Closed bavamont closed 4 years ago
Good catch! Did you upgrade versions recently? We added the $maxDocumentFrequency
parameter in 0.1.0-rc5 ... thanks for the reminder I am going to update the train script!
Let's try a setting of 5000 for maxDocumentFrequency ... let me know if you get better results with a different setting
Also if you'd like to join our channel on Telegram https://t.me/RubixML
Should be fixed in the latest update https://github.com/RubixML/Sentiment/commit/d076d864eece25ba91c792cb6ee49917f5147216
Thanks again @bavamont!
Thank you @andrewdalpino ! I’ll try it with 5000 for maxDocumentFrequency. Thanks again!
I am getting this error, when I am trying to train using your train.php (https://github.com/RubixML/Sentiment/blob/master/train.php) example: Fatal error: Uncaught TypeError: Argument 3 passed to Rubix\ML\Transformers\WordCountVectorizer::__construct() must be of the type int, object given....

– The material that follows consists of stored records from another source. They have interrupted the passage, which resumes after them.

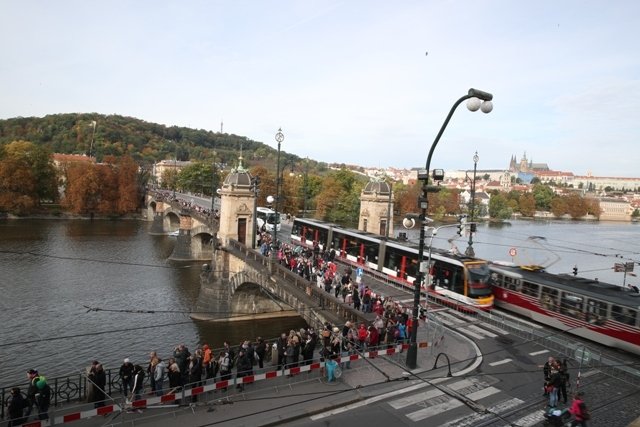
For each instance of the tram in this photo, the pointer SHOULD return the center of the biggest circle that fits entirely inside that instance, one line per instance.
(601, 312)
(461, 279)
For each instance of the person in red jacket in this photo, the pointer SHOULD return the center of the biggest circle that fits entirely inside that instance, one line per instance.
(579, 411)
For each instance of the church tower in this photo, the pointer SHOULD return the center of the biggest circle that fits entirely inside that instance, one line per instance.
(376, 208)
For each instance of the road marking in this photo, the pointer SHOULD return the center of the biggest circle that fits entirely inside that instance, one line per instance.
(481, 394)
(500, 362)
(530, 420)
(475, 418)
(536, 353)
(495, 329)
(482, 331)
(434, 410)
(369, 401)
(416, 398)
(451, 318)
(518, 320)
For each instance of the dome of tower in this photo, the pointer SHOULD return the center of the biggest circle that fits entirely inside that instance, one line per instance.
(377, 187)
(238, 178)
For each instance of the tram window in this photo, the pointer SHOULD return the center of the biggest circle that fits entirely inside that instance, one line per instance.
(549, 298)
(371, 251)
(624, 315)
(511, 283)
(530, 289)
(571, 305)
(496, 280)
(596, 312)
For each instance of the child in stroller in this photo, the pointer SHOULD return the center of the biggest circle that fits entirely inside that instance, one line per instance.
(557, 417)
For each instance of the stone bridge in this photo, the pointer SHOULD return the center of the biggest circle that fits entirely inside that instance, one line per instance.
(194, 230)
(241, 281)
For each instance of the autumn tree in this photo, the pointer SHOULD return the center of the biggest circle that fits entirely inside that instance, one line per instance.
(82, 190)
(128, 186)
(558, 206)
(339, 200)
(406, 197)
(527, 204)
(499, 207)
(576, 206)
(28, 177)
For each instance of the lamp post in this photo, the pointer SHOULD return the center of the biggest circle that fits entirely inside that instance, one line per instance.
(213, 183)
(388, 225)
(255, 185)
(305, 184)
(477, 99)
(470, 252)
(93, 135)
(279, 139)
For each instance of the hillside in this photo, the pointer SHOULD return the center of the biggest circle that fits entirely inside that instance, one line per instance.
(146, 142)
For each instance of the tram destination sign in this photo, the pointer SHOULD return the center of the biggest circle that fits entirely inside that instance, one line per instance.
(619, 267)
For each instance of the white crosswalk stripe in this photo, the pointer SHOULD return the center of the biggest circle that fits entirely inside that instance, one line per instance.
(529, 420)
(435, 402)
(472, 327)
(475, 418)
(482, 331)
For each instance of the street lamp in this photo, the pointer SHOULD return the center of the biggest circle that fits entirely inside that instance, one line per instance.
(93, 135)
(213, 183)
(477, 99)
(305, 184)
(470, 252)
(255, 186)
(279, 139)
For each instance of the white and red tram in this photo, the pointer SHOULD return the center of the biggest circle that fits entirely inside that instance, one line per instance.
(461, 279)
(601, 312)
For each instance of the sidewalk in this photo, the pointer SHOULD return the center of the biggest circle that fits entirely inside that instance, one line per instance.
(278, 398)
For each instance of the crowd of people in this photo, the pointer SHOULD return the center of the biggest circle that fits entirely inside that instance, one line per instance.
(556, 383)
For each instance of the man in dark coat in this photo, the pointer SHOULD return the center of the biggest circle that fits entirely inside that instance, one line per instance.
(15, 408)
(244, 368)
(98, 378)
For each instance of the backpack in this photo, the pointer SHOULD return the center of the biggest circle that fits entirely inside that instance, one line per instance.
(586, 415)
(43, 398)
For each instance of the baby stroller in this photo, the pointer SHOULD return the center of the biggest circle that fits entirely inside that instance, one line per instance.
(557, 417)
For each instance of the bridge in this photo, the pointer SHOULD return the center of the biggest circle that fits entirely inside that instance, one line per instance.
(237, 279)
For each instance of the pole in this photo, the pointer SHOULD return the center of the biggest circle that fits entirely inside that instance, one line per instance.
(255, 181)
(306, 177)
(412, 352)
(388, 212)
(470, 252)
(213, 185)
(279, 138)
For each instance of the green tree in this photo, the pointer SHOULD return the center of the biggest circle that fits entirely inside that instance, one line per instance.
(499, 207)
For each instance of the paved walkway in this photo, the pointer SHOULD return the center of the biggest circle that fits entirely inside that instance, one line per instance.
(273, 400)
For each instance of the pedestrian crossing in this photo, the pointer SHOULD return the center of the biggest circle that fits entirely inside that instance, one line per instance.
(442, 405)
(469, 325)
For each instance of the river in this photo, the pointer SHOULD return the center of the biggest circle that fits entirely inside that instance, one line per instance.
(54, 272)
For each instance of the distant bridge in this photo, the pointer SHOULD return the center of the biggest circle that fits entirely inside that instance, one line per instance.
(238, 280)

In your example on Line 44 you have: new WordCountVectorizer(10000, 3, new NGram(1, 2)),
But the constuctor for WordCountVectorizer expects this: public function __construct( int $maxVocabulary = PHP_INT_MAX, int $minDocumentFrequency = 1, int $maxDocumentFrequency = PHP_INT_MAX, ?Tokenizer $tokenizer = null ) What would be your recommended parameters for WordCountVectorizer for your example to work best?